Existing visual servoing approaches control the robot such that the overlap between the current image and the goal image is iteratively maximized. Therefore, existing approaches do not generalize while servoing to different objects or even instances from the same category. We introduce a novel problem of instance invariant visual servoing, where the robot is required to servo a given instance in the desired pose represented by a goal image of a different instance from the same category. This problem is more relevant in practical scenarios since the same robot can handle multiple object instances without changing the goal image.
We initially tackle the problem of instance invariant visual servoing using a geometric approach. We propose a novel visual servoing control law based on a linear combination of 3D models representing the given object category.
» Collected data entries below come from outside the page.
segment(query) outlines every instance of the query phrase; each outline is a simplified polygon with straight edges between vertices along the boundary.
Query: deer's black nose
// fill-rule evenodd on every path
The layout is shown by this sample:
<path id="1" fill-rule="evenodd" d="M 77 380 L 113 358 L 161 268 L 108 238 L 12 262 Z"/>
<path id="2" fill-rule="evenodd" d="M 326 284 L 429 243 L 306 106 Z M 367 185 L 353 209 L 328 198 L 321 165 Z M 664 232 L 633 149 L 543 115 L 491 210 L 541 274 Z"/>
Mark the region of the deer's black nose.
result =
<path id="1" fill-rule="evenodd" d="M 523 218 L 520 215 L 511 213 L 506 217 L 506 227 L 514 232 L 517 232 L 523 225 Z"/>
Our approach is capable of accommodating the deformation in shapes among object instances and the resulting controller is able to smoothly navigate the robot to the desired pose even though the instances are different. To tackle the large variation in appearance across object instances, we further propose part-based visual features that uniquely capture the locations of an object's parts in images. Advantages of using such part-aware semantics are two-fold. (i) It conceals the illumination and textural variations from the visual servoing algorithm. (ii) Semantic keypoints enable us to accurately match descriptors across instances.
To circumvent the requirement of 3D models by the above-mentioned geometric solution, we propose a discriminative learning based framework for visual servoing across object instances. This approach is able to learn the desired pose from previously seen examples of goal images and is able to navigate the robot despite appearance and shape variations. Specifically, we learn a binary classifier that discriminates the goal image from images captured from other viewpoints for that object category. The classification error is then used to navigate the robot towards the desired pose. Furthermore, we design controllers for linear, kernel and exemplar Support Vector Machine (SVM) and empirically discuss their performance in the visual servoing context. To address large intra-category variation in appearance, we introduce Principal Oriented Glyph (POG) features that are easier to obtain as compared to part-based features.
We next consider the problem of navigating a robot in unstructured environments using deep learning techniques. Motivated by recent breakthroughs in performance of data driven methods on recognition and detection tasks, we aim to learn visual feature representations suitable for servoing tasks in unstructured and unknown environments. In contrast to existing visual servoing approaches that require the knowledge of a scene geometry especially depth and camera parameters, we present an end-to-end learning based approach for visual servoing in diverse scenes that is agnostic to the knowledge of a scene's geometry and camera parameters. This is achieved by training a Convolutional Neural Network (CNN) over color images with synchronized camera poses.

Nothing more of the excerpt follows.